À chaque fête religieuse, toutes les bourses se vident. Au moment où tout le monde crie à la hausse des prix, la flambée des produits, tout ce même monde court faire la queue, s'acharne et envahit chaque espace commercial. On le trouve dans le souk, les agences de voyages Hadj, Omra, Tunisie, les marques de luxe, les restos, les pizzerias, les salles de fêtes, les concessionnaires auto, en face des DAB. Il n'y a pas uniquement ces occasions festives où la frénésie des achats l'emporte sur la modestie des dépenses. Que ce soit le Ramadhan, la fête de la rupture du jeûneur, celle du mouton, la naissance du Prophète (qssl), les vacances, la rentrée scolaire ou autre cause, l'Algérien est toujours pris en tenaille, entre le besoin, le devoir, la foi et l'économie. Il se tord le cou pour être au rendez-vous de chaque évènement dépensier. Puis il ne cesse de gémir tant sur les prix que sur l'engouement de ses concitoyens pour l'acquisition de la même chose qu'il trouve onéreuse et la convoite à son tour.

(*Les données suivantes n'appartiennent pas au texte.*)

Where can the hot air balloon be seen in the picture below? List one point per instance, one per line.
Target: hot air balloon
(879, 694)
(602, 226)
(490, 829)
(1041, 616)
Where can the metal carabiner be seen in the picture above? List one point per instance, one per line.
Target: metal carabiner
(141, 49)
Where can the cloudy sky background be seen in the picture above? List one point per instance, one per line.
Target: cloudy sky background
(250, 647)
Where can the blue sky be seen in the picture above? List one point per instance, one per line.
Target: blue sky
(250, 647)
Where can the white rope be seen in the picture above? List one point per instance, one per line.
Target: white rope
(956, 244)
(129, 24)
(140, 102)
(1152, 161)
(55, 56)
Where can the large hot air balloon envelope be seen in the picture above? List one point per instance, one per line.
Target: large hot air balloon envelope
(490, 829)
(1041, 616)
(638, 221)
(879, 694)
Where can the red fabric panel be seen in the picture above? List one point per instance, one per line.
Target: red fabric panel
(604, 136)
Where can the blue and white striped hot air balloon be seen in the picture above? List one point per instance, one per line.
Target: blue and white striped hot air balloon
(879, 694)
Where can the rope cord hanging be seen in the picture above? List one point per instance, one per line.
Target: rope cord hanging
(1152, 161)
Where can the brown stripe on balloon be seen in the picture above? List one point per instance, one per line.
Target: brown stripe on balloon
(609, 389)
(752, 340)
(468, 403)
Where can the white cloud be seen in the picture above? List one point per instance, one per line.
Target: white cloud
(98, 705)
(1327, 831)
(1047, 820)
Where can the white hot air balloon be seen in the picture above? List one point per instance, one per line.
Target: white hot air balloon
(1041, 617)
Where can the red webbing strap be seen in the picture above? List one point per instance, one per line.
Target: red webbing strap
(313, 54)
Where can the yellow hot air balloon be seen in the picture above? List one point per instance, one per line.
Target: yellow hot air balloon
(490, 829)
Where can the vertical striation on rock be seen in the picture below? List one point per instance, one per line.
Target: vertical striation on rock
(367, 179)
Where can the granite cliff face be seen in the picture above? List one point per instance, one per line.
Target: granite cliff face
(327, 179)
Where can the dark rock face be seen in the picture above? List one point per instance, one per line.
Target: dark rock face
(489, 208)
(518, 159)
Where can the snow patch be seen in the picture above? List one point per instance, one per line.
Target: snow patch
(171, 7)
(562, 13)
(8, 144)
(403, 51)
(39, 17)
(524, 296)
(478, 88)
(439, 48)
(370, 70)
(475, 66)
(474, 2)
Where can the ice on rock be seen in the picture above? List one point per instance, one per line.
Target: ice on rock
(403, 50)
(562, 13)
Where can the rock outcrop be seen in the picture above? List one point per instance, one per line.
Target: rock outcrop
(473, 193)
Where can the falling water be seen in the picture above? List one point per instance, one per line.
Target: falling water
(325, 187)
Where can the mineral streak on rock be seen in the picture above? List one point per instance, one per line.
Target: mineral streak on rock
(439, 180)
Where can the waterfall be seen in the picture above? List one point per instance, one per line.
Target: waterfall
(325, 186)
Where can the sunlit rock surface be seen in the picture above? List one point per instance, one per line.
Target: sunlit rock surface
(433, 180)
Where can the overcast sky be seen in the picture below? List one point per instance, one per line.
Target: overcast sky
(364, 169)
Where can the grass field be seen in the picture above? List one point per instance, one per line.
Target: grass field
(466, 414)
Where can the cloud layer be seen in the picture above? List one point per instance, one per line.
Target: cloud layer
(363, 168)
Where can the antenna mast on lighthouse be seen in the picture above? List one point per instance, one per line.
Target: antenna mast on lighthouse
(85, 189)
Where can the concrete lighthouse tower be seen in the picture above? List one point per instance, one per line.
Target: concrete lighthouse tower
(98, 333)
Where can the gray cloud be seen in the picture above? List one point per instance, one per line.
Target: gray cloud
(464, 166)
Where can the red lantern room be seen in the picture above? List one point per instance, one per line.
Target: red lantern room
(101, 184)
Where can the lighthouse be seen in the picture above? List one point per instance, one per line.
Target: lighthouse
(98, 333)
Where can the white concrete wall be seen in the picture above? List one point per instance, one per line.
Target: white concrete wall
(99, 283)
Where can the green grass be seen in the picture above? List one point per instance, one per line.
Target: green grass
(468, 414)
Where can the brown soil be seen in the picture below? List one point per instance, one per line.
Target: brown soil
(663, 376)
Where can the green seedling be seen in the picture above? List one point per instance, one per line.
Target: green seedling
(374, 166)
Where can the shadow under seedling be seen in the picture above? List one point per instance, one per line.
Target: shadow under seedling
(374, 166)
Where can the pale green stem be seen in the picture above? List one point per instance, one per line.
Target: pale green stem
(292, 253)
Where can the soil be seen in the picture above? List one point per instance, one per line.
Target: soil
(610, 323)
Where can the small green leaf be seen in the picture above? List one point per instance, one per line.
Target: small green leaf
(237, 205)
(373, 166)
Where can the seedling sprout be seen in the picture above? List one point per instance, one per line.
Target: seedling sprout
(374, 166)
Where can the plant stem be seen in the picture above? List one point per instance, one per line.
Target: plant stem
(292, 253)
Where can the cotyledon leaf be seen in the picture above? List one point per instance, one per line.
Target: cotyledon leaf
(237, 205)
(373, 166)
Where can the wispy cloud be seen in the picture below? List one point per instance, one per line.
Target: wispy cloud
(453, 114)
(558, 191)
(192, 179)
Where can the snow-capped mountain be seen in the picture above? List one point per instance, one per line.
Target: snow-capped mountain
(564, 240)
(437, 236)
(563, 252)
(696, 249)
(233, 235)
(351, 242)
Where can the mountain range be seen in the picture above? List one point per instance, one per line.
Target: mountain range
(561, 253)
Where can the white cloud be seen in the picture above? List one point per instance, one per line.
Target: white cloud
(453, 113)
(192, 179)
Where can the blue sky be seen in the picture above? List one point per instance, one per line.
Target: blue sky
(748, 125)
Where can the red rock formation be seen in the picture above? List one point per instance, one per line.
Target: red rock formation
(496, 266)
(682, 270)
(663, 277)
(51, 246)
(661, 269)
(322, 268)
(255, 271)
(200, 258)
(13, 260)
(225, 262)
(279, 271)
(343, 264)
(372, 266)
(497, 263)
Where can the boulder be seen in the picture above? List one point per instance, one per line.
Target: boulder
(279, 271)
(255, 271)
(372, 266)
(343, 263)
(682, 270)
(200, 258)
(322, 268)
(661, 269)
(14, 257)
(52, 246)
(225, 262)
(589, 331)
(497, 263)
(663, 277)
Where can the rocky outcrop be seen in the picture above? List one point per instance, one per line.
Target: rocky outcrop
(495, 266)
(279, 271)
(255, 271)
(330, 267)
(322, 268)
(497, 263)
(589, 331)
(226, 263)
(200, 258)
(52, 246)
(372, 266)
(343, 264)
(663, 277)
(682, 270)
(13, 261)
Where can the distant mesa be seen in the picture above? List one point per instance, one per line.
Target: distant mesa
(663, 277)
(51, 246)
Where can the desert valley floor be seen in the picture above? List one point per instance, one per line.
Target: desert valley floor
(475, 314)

Il y a de ces gens qui, sans pouvoir d'achat terrible, ne rechignent nullement à aller au devant la difficulté financière qui les étrangle déjà, quitte à s'endetter.

Alors que nul n'est contraint au-delà de ses capacités. L'on parle même de ce « magasin à bestiaux» ad-hoc, fixé quelque part qui vient d'innover dans le financement tempéré de la bête où le mouton est cédé à crédit avec des échéances de paiement mensuelles. Voici une extravagance hors us et coutume. Quant à sa licéité, c'est aux exégètes d'en découdre la faisabilité. Fallait pas faire d'une affaire de faculté une obligation cardinale. L'exemple du rituel sacrificiel est le plus édifiant.

Parfois cela dépasse le rite religieux pour s'installer dans un effet de société ou d'un irrésistible copier-faire. Pour certains le mouton béni est un plaisir pour les enfants, pour d'autres, ce sont enfin, quelques jours de festin gargantuesque, pour la majorité, une sunna qui avec la température ovine tend à devenir inaccomplissable. C'est dire, qu'il est plus facile de joindre l'envie du devoir à sa possibilité que de pouvoir joindre les deux bouts. Devant cette situation ubuesque mettant le marché comme arène entre le marchand et le client, lequel doit-on incriminer ? Le premier tient à assurer sa marge, le second aspire à plus de clémence.

A qui la faute? Le seul coupable n'est autre que cet « esprit de consommation » effréné. On se hue sur tout. Le sachet noir nous envoûte. Sauf que cette année là, à un jour de l'Aïd, il n'y a pas, comme d'habitude trop de bêlement survenant des balcons et des courettes. C'est cet esprit, cependant qui attise le feu des étals et des étables et souffle le chaud et le froid dans les minables bourses des simples salariés et des pauvres retraités.